Evaluating multimodal GRNs

Evaluating multimodal GRNs#

Evaluating a multimodal gene regulatory network (GRN) requires two ingredients: a multiome dataset, comprising paired single-nucleus RNA-seq and ATAC-seq measurements, and a GRN inferred from that dataset. Together, these allow systematic assessment of whether the inferred regulatory relationships are supported by independent lines of evidence.

gretapy organizes evaluation into four complementary metric categories:

  • Genomic: assesses whether GRN elements (TF binding sites, CREs, CRE-to-gene links) are supported by genome-wide measurements.

  • Predictive: tests whether the GRN topology can predict molecular readouts, such as gene expression from TF activity or the presence of active gene sets.

  • Literature: checks whether the TFs, TF-TF interactions, and TF-gene pairs in the GRN are supported by curated, experimentally validated evidence from the scientific literature.

  • Mechanistic: evaluates whether the GRN can reproduce functional outcomes, including TF activity in perturbation experiments, gene expression changes after TF knockouts, and cell-type-specific steady states.

To support evaluation out of the box, gretapy provides 12 already-processed multimodal datasets spanning diverse human and mouse tissues and cell types.

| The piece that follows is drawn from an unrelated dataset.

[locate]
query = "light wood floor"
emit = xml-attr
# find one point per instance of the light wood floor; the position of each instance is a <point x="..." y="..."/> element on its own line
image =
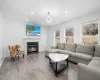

Each metric category can draw from multiple independent databases (e.g. ChIP-Atlas, ReMap2022, and UniBind for TF binding) or involve multiple subtasks (e.g. gene expression and chromatin accessibility prediction within the Omics metric), resulting in 25 distinct evaluation tasks across datasets. This multi-task design ensures that strong performance reflects consistency across diverse and orthogonal criteria, offering a robust and holistic view of GRN quality.

For each evaluation task, performance is quantified by defining true positives (TP), false positives (FP), and false negatives (FN) (Table 1). Precision and recall are then computed and summarized into an F0.1F_{0.1} score, which weights precision ten times more than recall (β = 0.1), reflecting the principle that in GRN evaluation, predicting a small set of high-confidence edges is more informative than recovering many noisy ones.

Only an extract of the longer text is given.